Filing, even in the dead-tree days, was never Fred’s forté. He’d write things and then lose them in his computer. He rarely used folders, putting everything — blog posts, fiction, correspondence, et al. — in “My Documents.” He’d allow Microsoft Word to name his files and then forget their filenames.
Once Fred wrote something, he was done with it, and he went on to think about the next thing. Sometimes he wrote blog posts but never passed them along. Did he think they needed further polishing? Did he forget about them? Did he think he had sent them when he actually hadn’t? We’ll never know.
Fred found the process of attaching files and emailing them tedious, so he’d save them up in batches, and later get Cathy to email them in bulk. Sometimes she couldn’t find files because they had different filenames than Fred had told her.
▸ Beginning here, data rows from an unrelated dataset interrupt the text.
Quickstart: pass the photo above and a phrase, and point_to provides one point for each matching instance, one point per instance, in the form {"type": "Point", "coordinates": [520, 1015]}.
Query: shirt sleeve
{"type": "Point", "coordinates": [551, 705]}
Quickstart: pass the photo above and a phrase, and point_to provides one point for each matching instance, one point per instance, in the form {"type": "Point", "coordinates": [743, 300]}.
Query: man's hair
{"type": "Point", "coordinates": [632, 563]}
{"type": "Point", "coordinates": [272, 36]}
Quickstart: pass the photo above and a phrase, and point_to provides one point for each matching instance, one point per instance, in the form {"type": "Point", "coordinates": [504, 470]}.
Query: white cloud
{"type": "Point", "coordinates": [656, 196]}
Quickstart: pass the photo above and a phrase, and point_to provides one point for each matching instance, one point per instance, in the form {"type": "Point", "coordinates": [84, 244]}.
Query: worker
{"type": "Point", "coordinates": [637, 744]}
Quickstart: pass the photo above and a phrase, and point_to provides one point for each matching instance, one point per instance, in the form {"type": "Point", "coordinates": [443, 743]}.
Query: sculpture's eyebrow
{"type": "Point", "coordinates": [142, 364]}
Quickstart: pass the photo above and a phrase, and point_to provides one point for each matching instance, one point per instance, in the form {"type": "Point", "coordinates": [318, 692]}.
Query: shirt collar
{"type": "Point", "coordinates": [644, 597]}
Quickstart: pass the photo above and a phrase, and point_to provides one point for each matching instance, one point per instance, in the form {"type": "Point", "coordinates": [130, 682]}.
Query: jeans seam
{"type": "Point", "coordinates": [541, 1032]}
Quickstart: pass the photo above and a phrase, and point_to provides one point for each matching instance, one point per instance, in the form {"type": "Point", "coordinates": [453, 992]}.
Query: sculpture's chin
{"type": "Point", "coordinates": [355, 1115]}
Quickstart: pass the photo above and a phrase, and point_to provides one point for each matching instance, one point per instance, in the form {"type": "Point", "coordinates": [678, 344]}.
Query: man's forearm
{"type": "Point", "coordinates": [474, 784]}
Cathy’s resourceful at searching, but some documents she never found. Sometimes Dick was called upon to use specialized tools to retrieve files Fred had lost or accidentally deleted.
Since Fred’s death, Leah’s been combing through his computer and sorting the files, a process that required opening and reading every single one. Along with published and unpublished fiction, insertions for an expanded version of Fred’s biography, The Way the Future Was, and the material Fred had written for its forthcoming sequel, she found many unposted blog entries, and those will start being posted here soon.
In the last months before he died, Fred and Leah went through his trunk files, work he’d written years ago — some previously published and some not. He set aside a big stack of articles that he wanted to share on the blog. Since they’re on paper and must be scanned, OCRed and edited, getting them online will take a while, but you’ll see those here, too.
Meanwhile, Betty’s decided to get back into writing for this blog, so you’ll see regular posts from her, as well. Leah will continue editing and blogifying and may weigh in from time to time. Dick will be behind the scenes making sure all our computers stay online and running, and Cathy will keep everybody in communication. So the gang’s all here, even — virtually — Fred.
We hope you’ll keep reading!
The blog team
Reproduced with permission of the Blog Team (click to visit their website)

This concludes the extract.